旧東海道の日坂宿と金山宿の間にある小夜の中山峠。その近く、中山トンネルの脇には『夜泣き石』と呼ばれる直径一メートルばかりの大石が祭られている。
その昔、山賊に襲われて殺された妊婦が、山賊に斬られた腹から生まれた我が子を助けるために石に乗り移って夜毎泣いたという話は遠州七不思議のひとつとしても有名だ。
真夜中、街灯は消え、あたりは濃い闇で覆われている。懐中電灯をひとつを頼りに声のする場所へ近づく。石が祭られているあたりに灯りを差し向けるが、光は闇に吸い取られ、石を探りあてることができない。前回来たときとは明らかに様子が違う。
(祟って出てきたのかよ)
噴き出す汗を腕で拭う。自然と顔が強張った。
十二月も残すところあと十日。妊娠した不倫相手が別れに応じてくれなくて口論になったのが五月の終わり。あれから半年以上も経つのに今更なんで? どうせ祟るなら、もっと早くだろうに――と忌々しげに周囲を眺めた。

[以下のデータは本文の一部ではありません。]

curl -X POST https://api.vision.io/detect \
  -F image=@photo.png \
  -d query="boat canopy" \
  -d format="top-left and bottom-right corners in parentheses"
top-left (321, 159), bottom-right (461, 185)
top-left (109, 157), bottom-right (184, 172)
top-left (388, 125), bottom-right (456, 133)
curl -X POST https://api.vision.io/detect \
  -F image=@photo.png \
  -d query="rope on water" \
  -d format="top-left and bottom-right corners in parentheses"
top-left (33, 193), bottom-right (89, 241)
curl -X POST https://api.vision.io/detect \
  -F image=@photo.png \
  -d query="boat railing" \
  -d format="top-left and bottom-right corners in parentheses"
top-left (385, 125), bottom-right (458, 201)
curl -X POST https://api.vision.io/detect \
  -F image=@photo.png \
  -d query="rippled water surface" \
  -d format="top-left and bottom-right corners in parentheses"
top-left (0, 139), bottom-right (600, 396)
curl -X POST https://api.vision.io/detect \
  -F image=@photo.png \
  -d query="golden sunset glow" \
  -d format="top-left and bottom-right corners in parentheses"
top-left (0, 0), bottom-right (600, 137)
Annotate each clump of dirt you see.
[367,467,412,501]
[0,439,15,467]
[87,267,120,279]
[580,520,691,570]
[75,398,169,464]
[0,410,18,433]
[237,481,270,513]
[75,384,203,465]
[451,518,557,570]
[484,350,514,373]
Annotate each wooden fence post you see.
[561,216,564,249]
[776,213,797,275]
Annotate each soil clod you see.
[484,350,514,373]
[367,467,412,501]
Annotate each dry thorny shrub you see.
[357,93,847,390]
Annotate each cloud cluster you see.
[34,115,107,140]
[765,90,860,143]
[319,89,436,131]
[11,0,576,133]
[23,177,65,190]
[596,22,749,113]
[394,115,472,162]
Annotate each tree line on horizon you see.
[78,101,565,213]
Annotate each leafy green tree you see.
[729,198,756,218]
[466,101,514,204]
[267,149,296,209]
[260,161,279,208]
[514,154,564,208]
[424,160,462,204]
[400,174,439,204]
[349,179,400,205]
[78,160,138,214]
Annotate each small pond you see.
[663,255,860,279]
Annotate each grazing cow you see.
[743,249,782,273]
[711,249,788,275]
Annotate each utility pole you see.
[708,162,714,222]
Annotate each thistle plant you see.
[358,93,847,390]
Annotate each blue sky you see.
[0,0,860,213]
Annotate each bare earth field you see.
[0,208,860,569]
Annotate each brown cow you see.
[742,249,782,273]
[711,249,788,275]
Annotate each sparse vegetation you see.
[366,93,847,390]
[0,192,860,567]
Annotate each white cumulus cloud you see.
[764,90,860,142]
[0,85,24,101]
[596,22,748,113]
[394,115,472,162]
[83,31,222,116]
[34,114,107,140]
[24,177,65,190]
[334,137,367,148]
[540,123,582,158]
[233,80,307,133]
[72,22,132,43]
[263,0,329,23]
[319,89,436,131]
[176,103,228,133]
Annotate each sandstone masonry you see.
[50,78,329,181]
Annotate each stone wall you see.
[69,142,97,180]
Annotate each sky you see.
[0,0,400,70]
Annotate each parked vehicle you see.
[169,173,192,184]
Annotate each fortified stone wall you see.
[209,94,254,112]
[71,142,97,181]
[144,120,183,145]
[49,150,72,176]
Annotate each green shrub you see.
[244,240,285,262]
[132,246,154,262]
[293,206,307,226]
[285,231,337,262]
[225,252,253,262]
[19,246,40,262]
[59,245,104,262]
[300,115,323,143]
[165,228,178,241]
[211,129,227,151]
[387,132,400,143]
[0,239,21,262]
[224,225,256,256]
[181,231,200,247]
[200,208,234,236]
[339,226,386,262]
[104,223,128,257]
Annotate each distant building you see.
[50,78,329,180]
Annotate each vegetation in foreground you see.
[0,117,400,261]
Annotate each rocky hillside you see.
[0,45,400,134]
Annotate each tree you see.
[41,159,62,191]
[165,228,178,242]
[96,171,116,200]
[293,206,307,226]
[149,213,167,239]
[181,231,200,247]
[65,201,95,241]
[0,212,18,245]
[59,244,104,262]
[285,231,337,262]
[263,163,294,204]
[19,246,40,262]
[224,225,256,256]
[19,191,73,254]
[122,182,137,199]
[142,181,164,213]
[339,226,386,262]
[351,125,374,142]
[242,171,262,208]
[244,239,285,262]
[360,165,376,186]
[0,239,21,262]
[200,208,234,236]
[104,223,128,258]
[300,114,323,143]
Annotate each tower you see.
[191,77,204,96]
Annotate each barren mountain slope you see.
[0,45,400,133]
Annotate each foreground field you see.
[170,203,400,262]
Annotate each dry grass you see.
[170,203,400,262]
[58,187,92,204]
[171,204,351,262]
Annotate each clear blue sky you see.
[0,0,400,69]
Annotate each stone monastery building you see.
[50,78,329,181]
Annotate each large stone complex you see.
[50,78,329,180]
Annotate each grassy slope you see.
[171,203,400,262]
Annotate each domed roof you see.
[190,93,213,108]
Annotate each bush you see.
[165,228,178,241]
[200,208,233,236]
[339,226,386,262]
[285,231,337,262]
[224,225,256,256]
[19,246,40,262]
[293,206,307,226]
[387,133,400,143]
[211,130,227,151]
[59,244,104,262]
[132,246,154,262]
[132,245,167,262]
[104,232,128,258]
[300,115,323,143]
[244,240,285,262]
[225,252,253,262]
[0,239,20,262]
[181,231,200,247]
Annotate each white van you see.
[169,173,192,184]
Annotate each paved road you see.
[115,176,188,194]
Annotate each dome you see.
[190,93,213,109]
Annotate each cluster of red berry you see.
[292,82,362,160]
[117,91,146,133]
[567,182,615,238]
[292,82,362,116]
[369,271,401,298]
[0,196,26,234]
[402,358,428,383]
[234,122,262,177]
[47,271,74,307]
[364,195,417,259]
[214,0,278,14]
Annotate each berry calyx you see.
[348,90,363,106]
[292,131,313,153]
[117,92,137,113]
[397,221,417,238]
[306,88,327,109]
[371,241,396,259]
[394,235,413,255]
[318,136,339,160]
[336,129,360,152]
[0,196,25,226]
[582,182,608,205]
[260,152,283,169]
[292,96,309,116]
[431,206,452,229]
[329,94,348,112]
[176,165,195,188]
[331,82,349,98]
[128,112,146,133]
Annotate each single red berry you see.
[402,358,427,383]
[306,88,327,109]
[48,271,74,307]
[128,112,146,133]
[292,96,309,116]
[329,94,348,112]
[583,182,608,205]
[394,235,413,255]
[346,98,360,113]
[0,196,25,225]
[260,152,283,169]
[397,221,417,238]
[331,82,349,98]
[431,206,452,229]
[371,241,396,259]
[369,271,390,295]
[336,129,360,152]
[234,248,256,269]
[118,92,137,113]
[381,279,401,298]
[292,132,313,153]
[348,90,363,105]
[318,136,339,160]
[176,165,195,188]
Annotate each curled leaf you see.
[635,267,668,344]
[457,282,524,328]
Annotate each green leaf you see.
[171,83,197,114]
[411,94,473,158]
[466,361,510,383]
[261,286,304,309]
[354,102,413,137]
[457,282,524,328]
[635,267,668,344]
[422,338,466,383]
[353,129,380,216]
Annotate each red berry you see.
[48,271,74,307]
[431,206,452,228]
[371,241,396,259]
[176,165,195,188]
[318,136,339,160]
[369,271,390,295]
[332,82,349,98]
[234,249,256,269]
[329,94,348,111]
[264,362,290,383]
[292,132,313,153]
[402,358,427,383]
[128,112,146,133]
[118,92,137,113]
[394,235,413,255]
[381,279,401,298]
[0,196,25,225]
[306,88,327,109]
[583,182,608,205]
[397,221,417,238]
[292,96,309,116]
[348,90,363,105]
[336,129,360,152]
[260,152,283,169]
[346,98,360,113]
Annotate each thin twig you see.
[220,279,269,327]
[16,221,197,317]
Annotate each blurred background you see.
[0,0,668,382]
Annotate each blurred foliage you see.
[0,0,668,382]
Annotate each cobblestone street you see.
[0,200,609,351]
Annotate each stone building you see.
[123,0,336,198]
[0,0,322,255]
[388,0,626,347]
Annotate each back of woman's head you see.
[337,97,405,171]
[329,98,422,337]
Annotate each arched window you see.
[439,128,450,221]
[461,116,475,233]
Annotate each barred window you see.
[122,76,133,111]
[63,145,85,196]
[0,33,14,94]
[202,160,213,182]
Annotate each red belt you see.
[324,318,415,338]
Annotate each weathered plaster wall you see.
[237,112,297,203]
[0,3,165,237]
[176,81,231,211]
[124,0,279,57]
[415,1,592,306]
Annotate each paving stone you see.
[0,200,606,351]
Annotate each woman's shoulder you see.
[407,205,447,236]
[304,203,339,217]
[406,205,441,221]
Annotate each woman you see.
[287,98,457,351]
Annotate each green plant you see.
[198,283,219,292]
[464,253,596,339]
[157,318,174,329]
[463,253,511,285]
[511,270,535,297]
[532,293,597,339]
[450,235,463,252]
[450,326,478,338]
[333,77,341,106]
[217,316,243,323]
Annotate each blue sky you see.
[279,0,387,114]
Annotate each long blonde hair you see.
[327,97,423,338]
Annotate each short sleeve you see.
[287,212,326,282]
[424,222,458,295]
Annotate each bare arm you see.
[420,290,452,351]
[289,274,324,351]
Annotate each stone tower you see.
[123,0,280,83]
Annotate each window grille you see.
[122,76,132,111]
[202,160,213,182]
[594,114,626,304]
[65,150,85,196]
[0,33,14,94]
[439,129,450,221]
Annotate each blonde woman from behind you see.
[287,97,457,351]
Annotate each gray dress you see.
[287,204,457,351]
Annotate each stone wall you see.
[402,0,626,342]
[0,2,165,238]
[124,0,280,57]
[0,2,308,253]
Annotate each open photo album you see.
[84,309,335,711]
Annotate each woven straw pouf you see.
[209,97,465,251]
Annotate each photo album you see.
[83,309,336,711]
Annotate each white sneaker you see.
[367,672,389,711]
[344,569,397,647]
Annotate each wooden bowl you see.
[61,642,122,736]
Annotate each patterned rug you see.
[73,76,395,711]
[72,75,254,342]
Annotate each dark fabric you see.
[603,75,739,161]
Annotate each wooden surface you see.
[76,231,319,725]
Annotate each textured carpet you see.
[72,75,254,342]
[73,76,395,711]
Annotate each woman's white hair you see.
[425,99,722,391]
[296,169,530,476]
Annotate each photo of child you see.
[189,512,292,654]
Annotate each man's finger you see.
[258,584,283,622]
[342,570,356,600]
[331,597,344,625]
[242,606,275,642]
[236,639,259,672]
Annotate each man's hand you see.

女を埋めたのは石の裏手側。本当にアイツなのかという確認と『成仏しろ』と引導を渡すためにスコップも用意して来たが、視界が悪すぎてどうしようもない。またあらためて出直すか……そう思って踵を返したときだった。
ボコッ――と土が隆起したかと思うと、がっしりと足首を掴まれた。心臓がぎゅうっと縮こまり、喉からひゅっと壊れた笛のような音が漏れた。恐る恐る向けた電灯の明かりに土にまみれた青白い女の手が浮かび上がった。
まっで……おねがい……
爪は土が入り込んで真っ黒だった。なにより掴む力が尋常でない。振りほどこうともがいても、びくともしない。そのうちに別の場所からもボコッ、ボコッと得体のしれない音が聞こえてきた。
ゆっくりと音のしたほうに明かりをかざす。真っ白な顔。汚れて縮れた長い黒髪の間から、血走った双眸が覗いている。
いがないで……じんざん……おねがい……ごのごに……
「ぎゃあああああ」
渾身の叫び声はしかし、深淵を思わせる黒々とした女の開いた口の中へと吸い込まれた。